I like the idea of this submission. It’s a nice riff on the fairy tale of the princess in the tower. Shifting it out into space and setting it in a high-tech future has the potential for some interesting and enjoyable storytelling.
The chapter as written needs some rethinking in order to work as a story. The author’s note describes it as an epistolary novel, but that is not actually what it is. An epistolary novel is an exchange of letters between two or more characters. If this were an epistolary novel, we would be reading letters written by the princess and presumably the king (or the king’s secretary), responding to each other and telling their respective stories in their own words.
The chapter presents as a proposal or detailed synopsis, a description of the story that the author wants to tell. The character exists at a remove. We’re not living the story with her; we’re being told the story by someone else.

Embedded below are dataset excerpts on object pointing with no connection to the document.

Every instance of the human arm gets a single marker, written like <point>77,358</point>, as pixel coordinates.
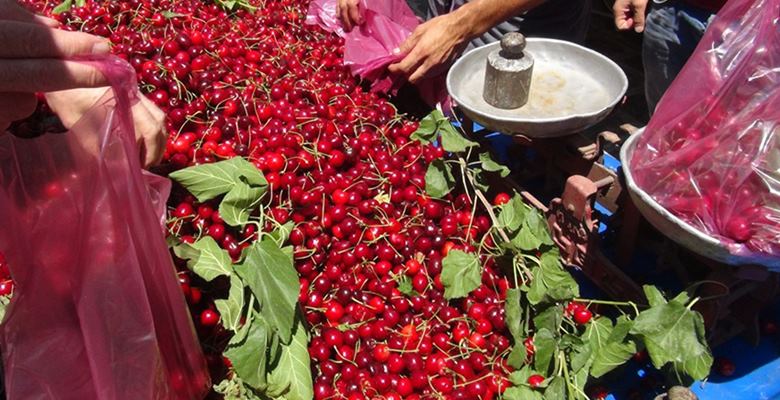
<point>349,13</point>
<point>630,14</point>
<point>437,42</point>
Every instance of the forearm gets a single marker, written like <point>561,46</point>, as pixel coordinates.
<point>478,16</point>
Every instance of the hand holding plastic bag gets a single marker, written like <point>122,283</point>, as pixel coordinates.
<point>97,312</point>
<point>369,48</point>
<point>711,153</point>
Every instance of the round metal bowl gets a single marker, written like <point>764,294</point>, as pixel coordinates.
<point>675,228</point>
<point>572,89</point>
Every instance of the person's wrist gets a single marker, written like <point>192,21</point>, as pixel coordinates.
<point>463,24</point>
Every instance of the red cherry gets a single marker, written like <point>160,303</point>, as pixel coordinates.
<point>582,316</point>
<point>535,380</point>
<point>209,318</point>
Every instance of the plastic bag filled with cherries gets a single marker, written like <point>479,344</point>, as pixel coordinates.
<point>97,312</point>
<point>711,152</point>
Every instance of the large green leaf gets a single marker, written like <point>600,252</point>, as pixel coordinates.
<point>230,308</point>
<point>208,181</point>
<point>452,140</point>
<point>518,354</point>
<point>546,347</point>
<point>597,332</point>
<point>514,314</point>
<point>439,179</point>
<point>461,273</point>
<point>556,389</point>
<point>270,274</point>
<point>549,318</point>
<point>513,214</point>
<point>238,203</point>
<point>674,334</point>
<point>291,376</point>
<point>522,393</point>
<point>249,356</point>
<point>489,165</point>
<point>428,128</point>
<point>205,258</point>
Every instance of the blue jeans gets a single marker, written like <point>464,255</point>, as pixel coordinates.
<point>672,31</point>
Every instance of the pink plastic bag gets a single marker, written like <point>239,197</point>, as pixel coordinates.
<point>368,48</point>
<point>711,154</point>
<point>97,312</point>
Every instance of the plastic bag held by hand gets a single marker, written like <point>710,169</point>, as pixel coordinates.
<point>711,152</point>
<point>97,312</point>
<point>368,48</point>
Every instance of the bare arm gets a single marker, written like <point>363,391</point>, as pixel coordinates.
<point>436,42</point>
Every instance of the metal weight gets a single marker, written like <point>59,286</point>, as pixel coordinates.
<point>508,73</point>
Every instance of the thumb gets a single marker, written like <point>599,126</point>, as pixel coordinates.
<point>406,46</point>
<point>639,15</point>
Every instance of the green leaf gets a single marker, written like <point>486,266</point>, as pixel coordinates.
<point>514,315</point>
<point>513,213</point>
<point>550,318</point>
<point>208,181</point>
<point>654,296</point>
<point>282,233</point>
<point>62,7</point>
<point>270,274</point>
<point>238,203</point>
<point>597,332</point>
<point>581,357</point>
<point>546,347</point>
<point>291,376</point>
<point>611,356</point>
<point>622,328</point>
<point>461,273</point>
<point>205,258</point>
<point>489,165</point>
<point>248,356</point>
<point>521,393</point>
<point>537,226</point>
<point>556,389</point>
<point>674,334</point>
<point>426,131</point>
<point>520,376</point>
<point>438,179</point>
<point>452,141</point>
<point>230,308</point>
<point>405,285</point>
<point>518,354</point>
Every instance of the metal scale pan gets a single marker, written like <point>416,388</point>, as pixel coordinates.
<point>572,88</point>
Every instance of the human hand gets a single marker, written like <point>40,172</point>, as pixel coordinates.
<point>349,13</point>
<point>431,46</point>
<point>630,14</point>
<point>34,58</point>
<point>148,120</point>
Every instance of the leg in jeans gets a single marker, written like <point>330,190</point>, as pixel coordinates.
<point>672,32</point>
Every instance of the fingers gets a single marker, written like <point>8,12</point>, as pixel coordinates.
<point>44,42</point>
<point>46,75</point>
<point>354,14</point>
<point>639,15</point>
<point>16,106</point>
<point>149,123</point>
<point>11,11</point>
<point>621,11</point>
<point>342,9</point>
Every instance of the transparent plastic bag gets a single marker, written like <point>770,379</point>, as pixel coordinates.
<point>97,312</point>
<point>711,154</point>
<point>368,48</point>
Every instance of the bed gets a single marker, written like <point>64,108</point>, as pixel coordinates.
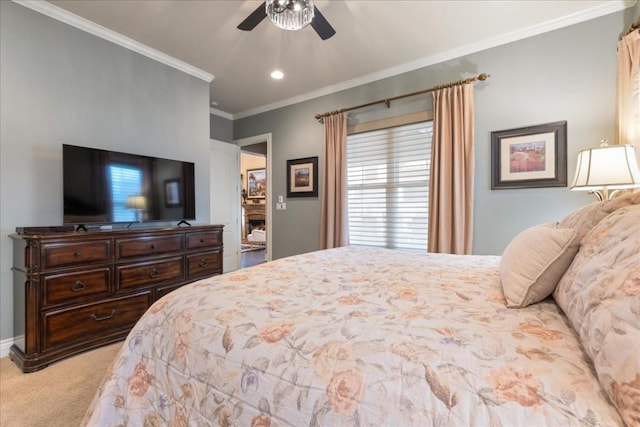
<point>375,337</point>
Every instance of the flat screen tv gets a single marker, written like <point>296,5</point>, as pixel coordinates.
<point>107,187</point>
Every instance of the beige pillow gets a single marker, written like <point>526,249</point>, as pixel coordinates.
<point>534,261</point>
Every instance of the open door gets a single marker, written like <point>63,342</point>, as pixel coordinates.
<point>225,198</point>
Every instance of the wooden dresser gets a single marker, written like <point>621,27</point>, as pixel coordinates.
<point>76,291</point>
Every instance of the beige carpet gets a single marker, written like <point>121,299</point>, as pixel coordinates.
<point>57,396</point>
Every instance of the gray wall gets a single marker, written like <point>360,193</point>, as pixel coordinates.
<point>61,85</point>
<point>220,128</point>
<point>568,74</point>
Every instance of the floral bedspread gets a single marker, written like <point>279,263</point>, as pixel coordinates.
<point>352,337</point>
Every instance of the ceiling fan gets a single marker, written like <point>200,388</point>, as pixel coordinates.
<point>290,15</point>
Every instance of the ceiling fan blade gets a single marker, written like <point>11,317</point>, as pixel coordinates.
<point>254,19</point>
<point>321,25</point>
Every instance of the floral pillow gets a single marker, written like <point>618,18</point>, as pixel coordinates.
<point>600,294</point>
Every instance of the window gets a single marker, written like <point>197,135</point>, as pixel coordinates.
<point>125,181</point>
<point>388,186</point>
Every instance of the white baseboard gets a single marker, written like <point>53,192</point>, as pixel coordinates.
<point>6,344</point>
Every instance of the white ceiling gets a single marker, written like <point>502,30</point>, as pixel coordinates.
<point>374,39</point>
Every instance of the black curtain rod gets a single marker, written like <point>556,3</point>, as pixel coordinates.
<point>387,101</point>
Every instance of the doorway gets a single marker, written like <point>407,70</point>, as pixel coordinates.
<point>255,225</point>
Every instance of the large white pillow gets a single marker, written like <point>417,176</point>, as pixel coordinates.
<point>534,261</point>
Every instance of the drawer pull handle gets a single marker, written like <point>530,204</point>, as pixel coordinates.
<point>107,317</point>
<point>78,286</point>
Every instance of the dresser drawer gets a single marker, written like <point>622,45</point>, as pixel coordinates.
<point>204,264</point>
<point>148,246</point>
<point>82,323</point>
<point>149,273</point>
<point>204,239</point>
<point>69,286</point>
<point>68,254</point>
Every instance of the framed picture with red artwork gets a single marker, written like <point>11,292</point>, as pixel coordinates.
<point>302,177</point>
<point>529,157</point>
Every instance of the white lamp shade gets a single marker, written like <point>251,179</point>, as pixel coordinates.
<point>613,167</point>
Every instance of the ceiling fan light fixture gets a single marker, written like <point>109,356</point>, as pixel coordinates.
<point>290,14</point>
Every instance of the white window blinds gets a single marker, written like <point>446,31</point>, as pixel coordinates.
<point>125,181</point>
<point>388,186</point>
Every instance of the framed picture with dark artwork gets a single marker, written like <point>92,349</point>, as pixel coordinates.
<point>302,177</point>
<point>529,157</point>
<point>256,183</point>
<point>172,196</point>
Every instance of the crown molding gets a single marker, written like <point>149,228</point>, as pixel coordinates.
<point>220,113</point>
<point>83,24</point>
<point>534,30</point>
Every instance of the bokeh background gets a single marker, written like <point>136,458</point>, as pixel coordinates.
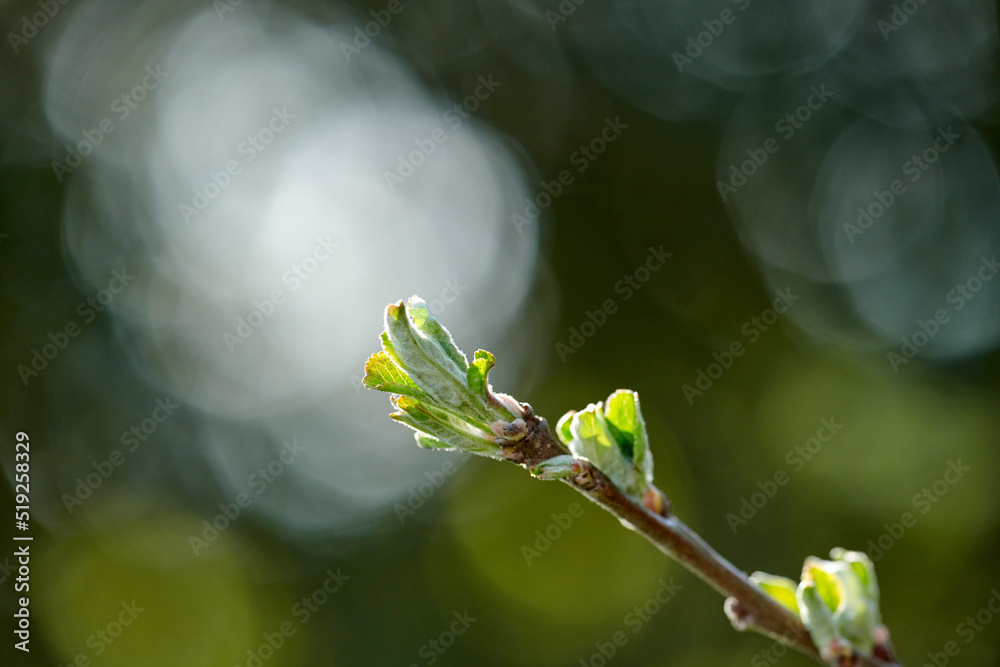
<point>206,206</point>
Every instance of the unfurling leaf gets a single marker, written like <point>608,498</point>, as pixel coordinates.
<point>435,390</point>
<point>612,436</point>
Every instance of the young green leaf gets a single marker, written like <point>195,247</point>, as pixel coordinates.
<point>383,374</point>
<point>781,589</point>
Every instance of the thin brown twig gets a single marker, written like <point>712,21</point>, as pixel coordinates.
<point>748,606</point>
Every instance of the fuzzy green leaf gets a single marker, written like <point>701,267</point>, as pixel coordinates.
<point>781,589</point>
<point>384,375</point>
<point>480,367</point>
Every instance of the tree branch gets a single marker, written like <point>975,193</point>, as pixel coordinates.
<point>748,606</point>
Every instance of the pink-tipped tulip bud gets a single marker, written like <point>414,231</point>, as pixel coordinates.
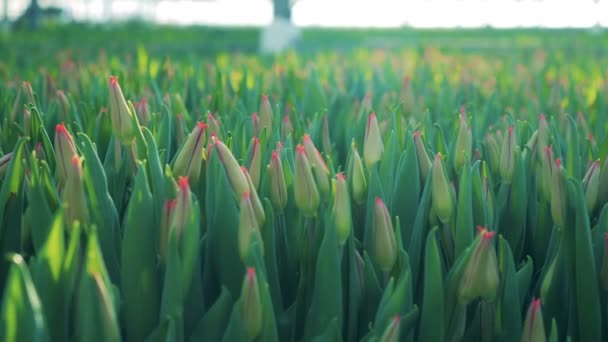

The third-person narration could work if there were some clarification as to why the princess needs to tell her story in that way. What is she hoping to accomplish by filtering her experiences? How does the third person work in a way that first person can’t? Is she telling her story right now, or is she telling it in retrospect—as an older person looking back on what happened to her in the tower? Are her experiences too painful to tell directly? If so, we should have a hint of that, a suggestion that something is going to go wrong.
We should also be seeing more description of setting and background, and more telling of story. The diary should record dialogue and frame scenes, rather than presenting them in synopsis or summary. Even though the device of the diary presumes that we’re reading about events after the fact, we can (and should) still have some sense of direct and lived experience.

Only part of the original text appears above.